If you like Sicilian reds, odds are you’ve had a Nero d’ Avola. It’s a red wine grape that also likes hot and dry conditions and it doesn’t need a lot of water. These are great qualities to have if you’re going to be growing up in the heat of the Sicilian summer. Nero d’ Avola grapes are indigenous to Sicily and Nero d ‘ Avola wines are one of the most important in the region.
Nero d’ Avola is also used to make a fortified wine. It’s known as Marsala Rubino. Nero d’ Avola wines typically have soft acidity, aromas of berries and dark fruit, and notes of juicy blackberries, cherries, and spice.

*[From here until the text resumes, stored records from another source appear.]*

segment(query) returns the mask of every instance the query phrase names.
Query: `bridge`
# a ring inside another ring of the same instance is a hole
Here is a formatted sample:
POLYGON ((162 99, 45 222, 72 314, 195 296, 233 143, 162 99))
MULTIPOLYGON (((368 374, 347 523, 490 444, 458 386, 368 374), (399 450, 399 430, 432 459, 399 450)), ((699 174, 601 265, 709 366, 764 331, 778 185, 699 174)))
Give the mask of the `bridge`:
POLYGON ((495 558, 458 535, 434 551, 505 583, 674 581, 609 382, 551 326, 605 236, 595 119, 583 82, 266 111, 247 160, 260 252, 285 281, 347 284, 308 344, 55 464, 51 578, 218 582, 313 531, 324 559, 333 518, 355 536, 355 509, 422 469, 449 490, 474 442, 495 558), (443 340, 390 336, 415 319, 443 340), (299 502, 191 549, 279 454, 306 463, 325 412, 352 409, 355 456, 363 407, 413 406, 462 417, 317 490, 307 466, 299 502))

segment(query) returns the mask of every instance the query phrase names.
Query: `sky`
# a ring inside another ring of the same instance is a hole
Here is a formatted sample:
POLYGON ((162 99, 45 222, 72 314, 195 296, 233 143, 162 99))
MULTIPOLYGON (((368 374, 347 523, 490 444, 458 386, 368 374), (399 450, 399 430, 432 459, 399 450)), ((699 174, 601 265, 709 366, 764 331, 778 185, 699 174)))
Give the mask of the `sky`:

I had picked up two bottles of Corvo Nero d’ Avola, Sicilia DOC, 2018 alongside my bottles of Corvo Grillo, Sicilia DOC, 2020 so I gave the
Nero d’ Avola a try, like I had with the Grillo.

The Corvo Nero d’ Avola, Sicilia DOC, 2018 had mild acidity, fresh raspberry, cherry, and floral aromas, and ripe plum, and delicate pepper notes.
I was glad I had chosen to stick with this producer for both my white and red picks and at just under $10.00 a bottle it definitely didn’t break the bank.